E’ vero quanto afferma, nell’intervista che pubblichiamo oggi, il dirigente della Regione Campania Antonello Barretta, e cioè che all’esterno la nostra città gode di una eccellente reputazione. E anche meritata. Forse, anzi, togliamoci pure il forse, il più delle volte non lo meritiamo noi cavesi, nel senso che in più di un’occasione con i nostri comportamenti, la nostra ignavia, qualche nostra negligenza e scarsa cura dei dettagli, facciamo di tutto per omologarci ad altre realtà che poco apprezziamo e da sempre ritenute, anche a torto, meno evolute della nostra.
Dal dottor Barretta, persona autorevole non solo per il ruolo dirigenziale che occupa, ci arriva anche una conferma di quella che è una nostra convinzione da tempo maturata. Parliamo dell’impoverimento qualitativo della classe dirigente, comune a tutta la società italiana, ma che nella nostra città è più marcato, “con un manifestato disimpegno sociale e culturale, che sta minando la capacità propositiva e di innovazione, che invece aveva caratterizzato i decenni precedenti”. E in ciò, nessuno si senta escluso, compreso chi scrive.
E’ questo, per il nostro intervistato, il punto debole della nostra città.

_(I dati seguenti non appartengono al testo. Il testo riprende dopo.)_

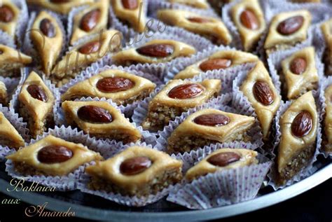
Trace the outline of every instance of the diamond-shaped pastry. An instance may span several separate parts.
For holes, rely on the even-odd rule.
[[[167,25],[201,35],[216,44],[228,45],[232,41],[232,36],[219,18],[175,9],[159,10],[157,16]]]
[[[148,4],[146,0],[113,0],[111,3],[114,14],[123,23],[129,23],[136,32],[144,31],[146,15],[143,4]]]
[[[61,53],[64,34],[57,20],[45,11],[39,13],[32,29],[31,39],[38,50],[43,71],[48,76]]]
[[[250,71],[240,90],[255,109],[263,138],[268,139],[271,123],[280,106],[281,98],[262,62],[258,61]]]
[[[20,115],[28,124],[33,138],[43,134],[54,123],[54,96],[41,78],[32,71],[18,95]]]
[[[264,44],[266,53],[285,50],[306,40],[310,22],[311,14],[306,10],[282,13],[273,17]]]
[[[221,83],[219,79],[205,79],[200,83],[170,81],[148,104],[143,128],[161,130],[183,112],[216,97],[221,90]]]
[[[0,145],[15,149],[25,145],[22,136],[2,112],[0,112]]]
[[[109,29],[75,46],[52,70],[53,81],[57,86],[67,83],[92,62],[112,53],[113,50],[118,49],[121,44],[120,36],[118,31]]]
[[[109,138],[124,143],[141,139],[139,131],[106,102],[66,101],[62,106],[69,125],[76,125],[92,137]]]
[[[244,50],[253,50],[266,27],[258,1],[242,0],[232,8],[231,13]]]
[[[182,162],[143,146],[131,146],[88,166],[89,188],[123,195],[147,196],[181,181]]]
[[[191,181],[207,174],[257,164],[257,154],[256,151],[246,148],[219,149],[189,169],[186,179]]]
[[[112,57],[118,65],[130,66],[137,63],[167,62],[179,57],[196,53],[191,46],[168,39],[152,40],[137,48],[123,50]]]
[[[239,50],[222,50],[209,57],[198,61],[179,72],[174,79],[191,78],[201,72],[224,69],[247,62],[256,62],[258,57],[254,54]]]
[[[148,96],[155,88],[149,80],[125,71],[109,69],[69,88],[61,99],[74,100],[81,97],[111,99],[118,105],[126,105]]]
[[[64,176],[85,162],[102,160],[99,153],[52,135],[8,155],[23,175]]]
[[[312,92],[293,101],[280,118],[282,136],[278,147],[278,183],[286,181],[307,166],[314,155],[318,114]]]
[[[109,10],[109,1],[99,0],[75,15],[70,43],[72,45],[82,37],[106,29]]]
[[[282,62],[282,80],[287,98],[294,99],[318,87],[318,71],[314,62],[314,48],[305,48]]]
[[[255,123],[251,116],[206,109],[182,122],[167,139],[168,153],[184,153],[216,143],[249,141],[247,132]]]
[[[17,49],[0,44],[0,76],[18,76],[20,69],[32,62],[31,57]]]

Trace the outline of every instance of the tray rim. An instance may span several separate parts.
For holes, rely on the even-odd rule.
[[[332,177],[332,163],[319,169],[310,176],[284,189],[263,195],[255,199],[238,204],[202,210],[187,210],[168,212],[130,212],[105,210],[91,207],[81,206],[57,200],[41,194],[29,192],[8,192],[6,188],[9,183],[0,179],[0,192],[29,204],[39,205],[48,202],[47,209],[52,211],[67,211],[71,207],[75,216],[87,219],[112,220],[116,221],[207,220],[221,218],[260,209],[283,202],[327,181]],[[32,198],[33,197],[33,198]]]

Un’affermazione da noi pienamente condivisa, nella convinzione, come spesso abbiamo rilevato e denunciato, che negli ultimi decenni si è verificato un evidente, progressivo e, alla fine, massiccio ritorno al privato di una parte sempre più consistente e rilevante della migliore borghesia professionale e culturale di questa nostra città.
Il risultato è stato sempre più evidente e devastante negli anni, ovvero l’affermarsi di una classe dirigente, in particolare quella politica, sempre più modesta se non addirittura scadente, politicamente miope, amministrativamente pavida, spesso segnata dal tarlo di un malcelato relativismo etico.
In breve, negli ultimi anni si sta realizzando sempre più il trionfo della mediocrità, che riguarda buona parte della classe dirigente cittadina e nella sua quasi totalità, senza distinzione di schieramento e orientamento, il nostro personale politico.
Non mancano nell’intervista, in verità, molti altri spunti di riflessione.
Tra questi, va segnalato che uno dei mali cittadini da curare è quello di una “crescente rassegnazione che le cose andranno sempre peggio”, invece di reagire con “un rinnovato spirito di impegno civico e sociale”.
Allo stesso modo, merita la dovuta attenzione un’altra affermazione che per noi cavesi sembra essere diventata una condanna, ovvero la “presunzione che le posizioni acquisite possano restare tali a prescindere da un rinnovato impegno”. Una sicumera che ci fa perdere punti rispetto ad altre realtà a noi vicine che, nel frattempo, fanno passi avanti da gigante, com’è giusto ed auspicabile che sia.
Non a caso, il nostro intervistato, tra le cose del passato, invoca il ritorno del senso di appartenenza un tempo molto più accentuato e fondato sull’amore per la città, che non è quello degli slogan elettorali o dalle frase fatte sui social del tipo “Io amo cava”, bensì fondato sui comportamenti che incidono sulla qualità della vita cittadina, sul suo decoro e sulla sua fruibilità e gradevolezza. In altre parole, non parcheggiare dove capita, non essere caciaroni, non insozzare con i rifiuti lasciati con “licenza poetica” un po’ ovunque, e via di questo passo. Insomma, avere maggiore rispetto per il prossimo, per le buone regole della convivenza civile, delle norme e quindi della legalità, senza aspettare che ci debba essere sempre un vigile urbano o l’Amministrazione comunale a imporne l’osservanza. E’ in ciò, innanzi tutto, che dovrebbe essere quotidianamente declinata la frase “Io amo Cava”.
Sì, perché come sostiene nelle battute finale dell’intervista il dottor Barretta, la nostra città conserva ancora un suo fascino. Si tratta di un patrimonio, di un’eredità che ci è stata generosamente trasmessa dai nostri padri. Non sciupiamola per sciatteria, menefreghismo, piccineria o anche per maleducazione ed egoismo. E’ sì una questione di amore, ma anche un nostro concreto interesse.